Entsetzt starre ich auf die leeren Seiten. Es ist nicht da! Der Haftzettel muss von meinem Monitor gefallen sein, und ich habe vergessen, den Pass zur Botschaft zu schicken.
Und morgen früh geht sein Flug .
Panisch schaue ich auf die Uhr, aber es ist schon kurz vor vier. Es ist zu spät. Bis ich mit dem Taxi in der Botschaft bin, hat die längst geschlossen. Und ganz bestimmt würden sie den Antrag auch nicht gleich auf der Stelle bearbeiten.
Und dann habe ich plötzlich Sir Richards Worte wieder im Ohr. »Aber ich bin mir nicht sicher, wie lange das bei der derzeitigen Marktlage noch so bleibt, weshalb meine Reise nach Indien morgen auch so entscheidend ist … Das ist nicht bloß irgendeine Geschäftsreise, es ist viel mehr als das.« Schlagartig werden mir die Konsequenzen meines Versagens bewusst, und mir wird übel. Ich hab’s vermasselt.
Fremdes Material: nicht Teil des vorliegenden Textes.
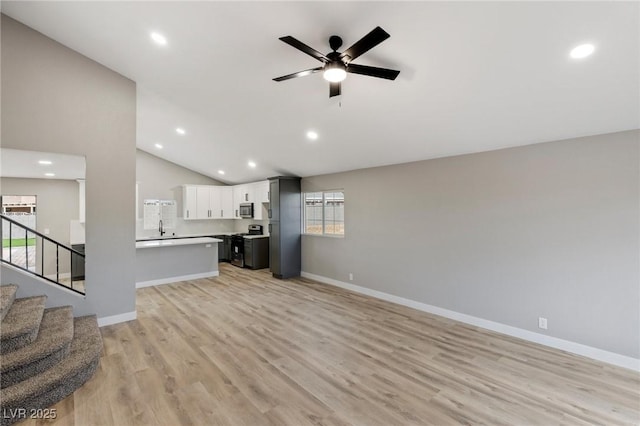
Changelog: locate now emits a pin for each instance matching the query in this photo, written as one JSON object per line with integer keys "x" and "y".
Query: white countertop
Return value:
{"x": 168, "y": 242}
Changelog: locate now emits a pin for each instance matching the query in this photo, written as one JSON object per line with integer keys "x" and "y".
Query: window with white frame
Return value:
{"x": 324, "y": 213}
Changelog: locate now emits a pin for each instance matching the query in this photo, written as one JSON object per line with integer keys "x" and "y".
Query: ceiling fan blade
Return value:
{"x": 373, "y": 71}
{"x": 334, "y": 89}
{"x": 371, "y": 40}
{"x": 298, "y": 74}
{"x": 304, "y": 48}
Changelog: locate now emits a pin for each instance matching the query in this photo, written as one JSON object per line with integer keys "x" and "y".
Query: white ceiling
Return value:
{"x": 475, "y": 76}
{"x": 26, "y": 164}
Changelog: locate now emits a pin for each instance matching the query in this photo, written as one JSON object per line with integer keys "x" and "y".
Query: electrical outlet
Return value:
{"x": 542, "y": 323}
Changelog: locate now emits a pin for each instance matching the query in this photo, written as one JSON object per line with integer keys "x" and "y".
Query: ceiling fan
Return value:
{"x": 336, "y": 65}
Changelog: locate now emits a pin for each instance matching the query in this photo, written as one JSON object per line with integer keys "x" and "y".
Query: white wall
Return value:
{"x": 56, "y": 100}
{"x": 548, "y": 230}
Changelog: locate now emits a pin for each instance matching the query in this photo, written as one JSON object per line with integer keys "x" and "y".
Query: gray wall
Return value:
{"x": 56, "y": 100}
{"x": 57, "y": 204}
{"x": 161, "y": 179}
{"x": 547, "y": 230}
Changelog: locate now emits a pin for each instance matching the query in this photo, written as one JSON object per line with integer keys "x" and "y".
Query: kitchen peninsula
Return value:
{"x": 168, "y": 260}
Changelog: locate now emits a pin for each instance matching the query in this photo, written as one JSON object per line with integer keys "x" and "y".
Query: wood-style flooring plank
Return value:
{"x": 247, "y": 349}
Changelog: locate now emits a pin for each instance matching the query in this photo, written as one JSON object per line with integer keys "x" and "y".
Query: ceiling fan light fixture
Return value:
{"x": 335, "y": 72}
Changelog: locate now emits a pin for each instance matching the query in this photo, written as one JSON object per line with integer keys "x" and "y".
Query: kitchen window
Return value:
{"x": 324, "y": 213}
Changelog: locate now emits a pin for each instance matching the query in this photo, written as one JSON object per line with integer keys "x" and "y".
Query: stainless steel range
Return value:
{"x": 237, "y": 244}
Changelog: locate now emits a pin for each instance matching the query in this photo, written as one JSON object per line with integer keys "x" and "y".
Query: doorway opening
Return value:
{"x": 17, "y": 244}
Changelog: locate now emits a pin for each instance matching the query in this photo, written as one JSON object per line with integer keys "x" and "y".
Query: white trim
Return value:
{"x": 115, "y": 319}
{"x": 170, "y": 280}
{"x": 554, "y": 342}
{"x": 64, "y": 275}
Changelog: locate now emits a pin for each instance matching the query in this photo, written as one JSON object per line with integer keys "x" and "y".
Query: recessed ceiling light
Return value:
{"x": 582, "y": 51}
{"x": 159, "y": 39}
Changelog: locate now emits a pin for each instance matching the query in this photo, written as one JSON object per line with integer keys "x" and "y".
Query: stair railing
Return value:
{"x": 12, "y": 255}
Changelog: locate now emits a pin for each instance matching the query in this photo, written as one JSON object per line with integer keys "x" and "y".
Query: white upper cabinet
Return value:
{"x": 261, "y": 191}
{"x": 221, "y": 202}
{"x": 189, "y": 206}
{"x": 203, "y": 202}
{"x": 238, "y": 198}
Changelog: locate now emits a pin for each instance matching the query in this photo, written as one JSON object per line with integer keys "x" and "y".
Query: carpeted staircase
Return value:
{"x": 45, "y": 354}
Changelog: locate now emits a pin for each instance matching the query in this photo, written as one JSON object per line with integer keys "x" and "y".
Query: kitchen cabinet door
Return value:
{"x": 238, "y": 197}
{"x": 203, "y": 202}
{"x": 261, "y": 192}
{"x": 274, "y": 249}
{"x": 226, "y": 202}
{"x": 189, "y": 205}
{"x": 215, "y": 202}
{"x": 274, "y": 203}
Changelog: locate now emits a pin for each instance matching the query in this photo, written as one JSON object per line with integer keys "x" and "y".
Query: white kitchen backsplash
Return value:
{"x": 189, "y": 227}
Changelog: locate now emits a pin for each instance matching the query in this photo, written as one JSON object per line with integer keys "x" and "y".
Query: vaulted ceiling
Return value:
{"x": 475, "y": 76}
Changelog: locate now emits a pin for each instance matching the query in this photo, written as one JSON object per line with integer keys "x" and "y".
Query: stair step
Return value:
{"x": 20, "y": 326}
{"x": 51, "y": 345}
{"x": 54, "y": 384}
{"x": 7, "y": 295}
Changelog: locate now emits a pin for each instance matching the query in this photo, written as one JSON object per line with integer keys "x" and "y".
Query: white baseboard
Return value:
{"x": 565, "y": 345}
{"x": 177, "y": 279}
{"x": 115, "y": 319}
Und zwar gründlich.
Das Herz schlägt mir bis zum Hals, und mir ist schwindelig.
Was zum Teufel mache ich denn jetzt?
Zweiunddreißigstes Kapitel
»Tess? Alles okay? Tess? «
Es kommt mir vor, als sei ich unter Wasser abgetaucht. Alles ist ganz weit weg, und ich höre nur ganz entfernt gedämpfte Geräusche, kann aber nicht ausmachen, woher sie kommen. Stattdessen wird das Rauschen in meinen Ohren lauter und lauter, während alles andere um mich herum langsam verblasst. Die Umrisse verschwimmen. Alles versinkt in Dunkelheit …
» TESS !«
Unvermittelt komme ich wieder an die Oberfläche, schnappe nach Luft und sehe, wie Fergus mich besorgt anschaut.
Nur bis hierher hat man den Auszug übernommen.